A concern, however, is that lenders will simply refuse to lend to these borrowers at lower interest rates. Our recent Staff Report studies how interest rate caps have played out in several states that recently adopted them. Using household-level data from a major credit bureau, we find that loan balances for the riskiest borrowers declined substantially relative to counterparts in states without caps. Despite taking on less debt, these borrowers did not experience an improvement in delinquencies.


The Resurgence of Usury Limits
Usury limits have waned over the centuries in the U.S, but their recent resurgence on the consumer side was triggered by payday lenders’ entry into the small dollar loan market in the mid-1990s (Rockoff 2003). In 2007, rates on loans to military staff were capped at 36 percent—marking the first-ever national usury limit in the U.S. A bill currently before Congress, the Predatory Loan Elimination Act, would extend the 36 percent cap across the entire U.S.

Saunders (2021) traces the 36 percent standard back to credit reform in the early 20th century. Concerned that prevailing usury limits were too low, the Russell Sage Foundation promulgated a Uniform Small Loan Law recommending a higher cap of 3.5 percent per month. Thirty-four states raised caps to between 36 and 42 percent over the next few decades (Anderson et al. 2015).

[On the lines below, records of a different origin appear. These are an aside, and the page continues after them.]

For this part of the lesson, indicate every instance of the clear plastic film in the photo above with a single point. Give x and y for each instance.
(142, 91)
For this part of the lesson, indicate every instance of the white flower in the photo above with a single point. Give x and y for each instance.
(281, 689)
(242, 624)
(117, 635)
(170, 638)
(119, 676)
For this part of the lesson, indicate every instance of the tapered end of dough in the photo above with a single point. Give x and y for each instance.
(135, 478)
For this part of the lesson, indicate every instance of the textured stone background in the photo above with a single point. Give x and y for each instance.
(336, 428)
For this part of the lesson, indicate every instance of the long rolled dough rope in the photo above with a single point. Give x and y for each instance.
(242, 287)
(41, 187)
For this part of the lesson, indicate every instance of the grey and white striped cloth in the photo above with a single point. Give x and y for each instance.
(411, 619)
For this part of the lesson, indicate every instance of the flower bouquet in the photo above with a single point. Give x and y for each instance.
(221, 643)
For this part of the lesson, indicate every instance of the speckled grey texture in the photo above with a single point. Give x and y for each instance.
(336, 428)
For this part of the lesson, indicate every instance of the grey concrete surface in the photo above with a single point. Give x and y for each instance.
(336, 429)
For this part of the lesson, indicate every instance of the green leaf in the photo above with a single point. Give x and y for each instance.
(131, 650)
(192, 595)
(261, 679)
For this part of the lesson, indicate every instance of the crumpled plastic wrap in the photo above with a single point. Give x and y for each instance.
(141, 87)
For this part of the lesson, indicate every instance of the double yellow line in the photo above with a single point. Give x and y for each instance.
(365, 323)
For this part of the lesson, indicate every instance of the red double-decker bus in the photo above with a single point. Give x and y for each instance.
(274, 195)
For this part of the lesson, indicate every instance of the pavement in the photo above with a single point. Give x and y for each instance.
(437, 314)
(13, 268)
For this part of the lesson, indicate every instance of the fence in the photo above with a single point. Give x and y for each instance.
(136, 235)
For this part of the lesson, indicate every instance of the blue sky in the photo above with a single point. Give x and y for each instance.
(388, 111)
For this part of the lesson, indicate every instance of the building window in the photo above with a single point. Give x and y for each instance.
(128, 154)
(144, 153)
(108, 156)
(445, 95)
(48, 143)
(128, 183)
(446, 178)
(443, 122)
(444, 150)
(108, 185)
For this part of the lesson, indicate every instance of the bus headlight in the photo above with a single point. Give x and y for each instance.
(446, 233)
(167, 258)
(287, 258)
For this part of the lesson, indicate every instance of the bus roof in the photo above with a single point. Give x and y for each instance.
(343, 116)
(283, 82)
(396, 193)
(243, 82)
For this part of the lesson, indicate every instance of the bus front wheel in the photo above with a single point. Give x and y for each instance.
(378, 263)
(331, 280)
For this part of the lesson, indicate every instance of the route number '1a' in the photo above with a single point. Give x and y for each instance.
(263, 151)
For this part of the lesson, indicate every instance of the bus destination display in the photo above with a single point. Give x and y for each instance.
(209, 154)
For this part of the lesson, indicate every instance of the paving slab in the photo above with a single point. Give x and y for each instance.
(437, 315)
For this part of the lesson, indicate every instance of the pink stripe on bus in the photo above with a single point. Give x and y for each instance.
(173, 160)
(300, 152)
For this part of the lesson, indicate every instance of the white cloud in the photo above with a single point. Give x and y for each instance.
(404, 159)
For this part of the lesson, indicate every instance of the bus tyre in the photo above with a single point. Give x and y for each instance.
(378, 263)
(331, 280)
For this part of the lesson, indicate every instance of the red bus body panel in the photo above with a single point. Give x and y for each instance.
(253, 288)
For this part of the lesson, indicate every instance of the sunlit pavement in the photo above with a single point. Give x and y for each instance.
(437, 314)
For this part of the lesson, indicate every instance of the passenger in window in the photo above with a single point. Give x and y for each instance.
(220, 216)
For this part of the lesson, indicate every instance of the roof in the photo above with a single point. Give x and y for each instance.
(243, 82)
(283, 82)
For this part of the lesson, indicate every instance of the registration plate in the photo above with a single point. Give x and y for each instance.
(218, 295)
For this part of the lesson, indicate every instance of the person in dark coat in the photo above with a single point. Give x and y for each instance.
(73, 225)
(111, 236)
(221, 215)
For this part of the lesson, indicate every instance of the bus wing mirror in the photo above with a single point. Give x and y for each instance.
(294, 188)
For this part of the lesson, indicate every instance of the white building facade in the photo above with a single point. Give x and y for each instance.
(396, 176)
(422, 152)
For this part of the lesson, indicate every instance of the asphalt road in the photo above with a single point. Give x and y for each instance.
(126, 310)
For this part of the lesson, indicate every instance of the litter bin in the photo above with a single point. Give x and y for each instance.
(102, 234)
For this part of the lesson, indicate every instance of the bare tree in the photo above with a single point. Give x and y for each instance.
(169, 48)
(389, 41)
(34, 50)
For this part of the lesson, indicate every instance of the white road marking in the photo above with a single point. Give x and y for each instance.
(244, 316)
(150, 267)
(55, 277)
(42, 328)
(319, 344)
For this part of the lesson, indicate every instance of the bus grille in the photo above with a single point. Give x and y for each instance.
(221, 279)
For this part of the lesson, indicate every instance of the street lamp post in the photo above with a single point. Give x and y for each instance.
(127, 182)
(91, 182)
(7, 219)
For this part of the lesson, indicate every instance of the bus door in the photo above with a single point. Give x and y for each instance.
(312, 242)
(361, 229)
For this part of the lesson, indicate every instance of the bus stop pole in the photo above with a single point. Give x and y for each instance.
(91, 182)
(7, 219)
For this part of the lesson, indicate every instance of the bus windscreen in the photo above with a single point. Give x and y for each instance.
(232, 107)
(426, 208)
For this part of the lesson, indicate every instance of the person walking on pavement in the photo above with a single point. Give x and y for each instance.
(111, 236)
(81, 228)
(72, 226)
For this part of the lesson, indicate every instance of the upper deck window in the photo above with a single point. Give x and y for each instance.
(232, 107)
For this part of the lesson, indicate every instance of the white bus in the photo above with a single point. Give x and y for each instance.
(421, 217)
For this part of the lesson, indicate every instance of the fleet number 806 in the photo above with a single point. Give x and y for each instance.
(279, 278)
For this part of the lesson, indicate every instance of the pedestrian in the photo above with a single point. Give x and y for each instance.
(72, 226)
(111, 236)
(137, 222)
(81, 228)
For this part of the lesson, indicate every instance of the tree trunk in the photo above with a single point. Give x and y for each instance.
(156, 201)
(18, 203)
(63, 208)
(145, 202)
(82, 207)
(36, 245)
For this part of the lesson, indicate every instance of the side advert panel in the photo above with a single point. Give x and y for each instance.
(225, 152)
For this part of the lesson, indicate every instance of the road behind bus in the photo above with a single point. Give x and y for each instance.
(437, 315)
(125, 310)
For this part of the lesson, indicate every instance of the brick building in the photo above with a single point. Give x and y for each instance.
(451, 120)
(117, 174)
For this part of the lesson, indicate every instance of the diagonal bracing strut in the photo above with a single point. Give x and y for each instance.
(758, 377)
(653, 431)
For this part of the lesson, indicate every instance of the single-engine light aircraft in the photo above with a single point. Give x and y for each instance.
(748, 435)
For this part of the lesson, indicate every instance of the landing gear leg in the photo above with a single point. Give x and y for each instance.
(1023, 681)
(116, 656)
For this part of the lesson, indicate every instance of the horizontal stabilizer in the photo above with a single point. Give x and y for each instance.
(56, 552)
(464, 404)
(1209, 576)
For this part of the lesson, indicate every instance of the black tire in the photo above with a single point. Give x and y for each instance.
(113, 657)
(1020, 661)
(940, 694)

Cheaper Credit…or Less Credit?
Opponents of rate caps predict that they will lower the supply of credit for riskier borrowers rather than drive down the cost of credit. The textbook credit model below illustrates this effect. In this model, lenders separately provide credit for high-risk borrowers (sH) and low-risk borrowers (sL). At market equilibrium, lenders charge high-risk borrowers i, which is higher than what they would charge low-risk borrowers; lenders charge high-risk borrowers a higher interest rate to compensate for higher expected loan losses. However, a usury cap requires lenders to charge no higher than icap for interest, which is lower than the equilibrium rate i. As a result, lenders contract the quantity of loans supplied, as shown.

In fact, if profits from loans to high-risk borrowers don’t cover the fixed cost of providing them, lenders may entirely refuse to make any loans to high-risk borrowers, which is referred to as credit rationing. This is particularly likely as less creditworthy borrowers are also typically more likely to take out relatively small loans.

Note that icap is higher than the equilibrium interest rate for low-risk borrowers, and under standard model assumptions, lending to lower-risk borrowers does not change. However, under certain conditions, the rate cap could also have implications for low-risk borrowers, a situation we examine in the next post in this series.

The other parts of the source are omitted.